Description
This Vegan Lentil Shepherd’s Pie is a hearty and comforting plant-based dish featuring tender lentils simmered with aromatic vegetables and herbs, all topped with creamy mashed potatoes made with plant-based butter and milk. Perfect for a satisfying main course, this recipe combines savory flavors and wholesome ingredients for a delicious vegan twist on a classic British favorite.
Ingredients
Scale
For the Lentil Filling
- 2 tablespoons olive oil
- 1 small onion, diced
- 2 cloves garlic, minced
- 2 carrots, diced
- 2 celery stalks, diced
- 1 cup brown or green lentils, rinsed
- 2 tablespoons tomato paste
- 1 teaspoon dried thyme
- 1 teaspoon dried rosemary
- 1/2 teaspoon smoked paprika
- 1/2 teaspoon salt
- 1/4 teaspoon black pepper
- 2 cups vegetable broth
- 1 cup frozen peas
For the Mashed Potato Topping
- 4 cups mashed potatoes (made with plant-based butter and milk)
Instructions
- Preheat the Oven: Preheat your oven to 400°F (200°C) to get it ready for baking the assembled pie.

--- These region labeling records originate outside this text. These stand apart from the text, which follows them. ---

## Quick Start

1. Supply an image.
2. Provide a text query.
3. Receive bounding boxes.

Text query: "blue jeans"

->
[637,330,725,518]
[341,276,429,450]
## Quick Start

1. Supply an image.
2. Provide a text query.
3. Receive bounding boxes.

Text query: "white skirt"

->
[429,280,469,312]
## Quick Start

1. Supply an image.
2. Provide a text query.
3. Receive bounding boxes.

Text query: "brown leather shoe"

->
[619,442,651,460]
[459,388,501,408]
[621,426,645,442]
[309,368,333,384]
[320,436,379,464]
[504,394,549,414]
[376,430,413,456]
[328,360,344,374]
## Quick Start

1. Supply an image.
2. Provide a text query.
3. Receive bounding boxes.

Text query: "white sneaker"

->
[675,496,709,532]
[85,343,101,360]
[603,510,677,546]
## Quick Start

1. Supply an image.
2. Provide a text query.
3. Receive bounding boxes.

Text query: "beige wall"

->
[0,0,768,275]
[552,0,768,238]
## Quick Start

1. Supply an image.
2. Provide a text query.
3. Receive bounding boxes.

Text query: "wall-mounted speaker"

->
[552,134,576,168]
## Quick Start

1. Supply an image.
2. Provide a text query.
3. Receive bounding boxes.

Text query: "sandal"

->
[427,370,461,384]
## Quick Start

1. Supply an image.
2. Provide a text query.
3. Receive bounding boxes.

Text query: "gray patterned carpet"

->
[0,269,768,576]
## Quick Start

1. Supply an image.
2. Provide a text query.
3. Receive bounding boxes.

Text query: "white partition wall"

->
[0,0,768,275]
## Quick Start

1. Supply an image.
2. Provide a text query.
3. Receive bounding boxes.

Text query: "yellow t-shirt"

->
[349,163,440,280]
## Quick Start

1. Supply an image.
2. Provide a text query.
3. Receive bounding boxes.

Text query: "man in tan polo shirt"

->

- Sauté Vegetables: In a large skillet, heat the olive oil over medium heat. Add the diced onion, garlic, carrots, and celery, and sauté for 6–8 minutes until the vegetables are softened and fragrant.
- Add Lentils and Seasonings: Stir in the rinsed lentils, tomato paste, dried thyme, dried rosemary, smoked paprika, salt, and black pepper. Cook for 1–2 minutes to allow the flavors to meld together.
- Simmer the Lentil Mixture: Pour in the vegetable broth and bring the mixture to a boil. Reduce the heat to low and let it simmer, uncovered, for 25–30 minutes, or until the lentils are tender and the mixture has thickened to a stew-like consistency.
- Add Frozen Peas: Stir in the frozen peas and continue to simmer for an additional 2–3 minutes until the peas are heated through.
- Assemble the Shepherd’s Pie: Transfer the lentil and vegetable mixture into a baking dish, spreading it evenly. Then, spoon the mashed potatoes over the top and use a spatula to smooth the surface evenly.
- Bake the Pie: Place the baking dish in the preheated oven and bake for 20–25 minutes, or until the mashed potato topping is slightly golden and heated through.
- Optional Broiling: For a crispier top, broil the pie for 2–3 minutes at the end of baking, watching carefully to prevent burning.
- Cool and Serve: Let the pie cool for 5 minutes before serving to allow the flavors to settle and make it easier to slice.
Notes
- You can prepare the mashed potatoes ahead of time or use store-bought vegan mashed potatoes for convenience.
- For an extra crispy topping, broil the shepherd’s pie for 2–3 minutes after baking.
- This dish is excellent for meal prep and freezes well for later enjoyment.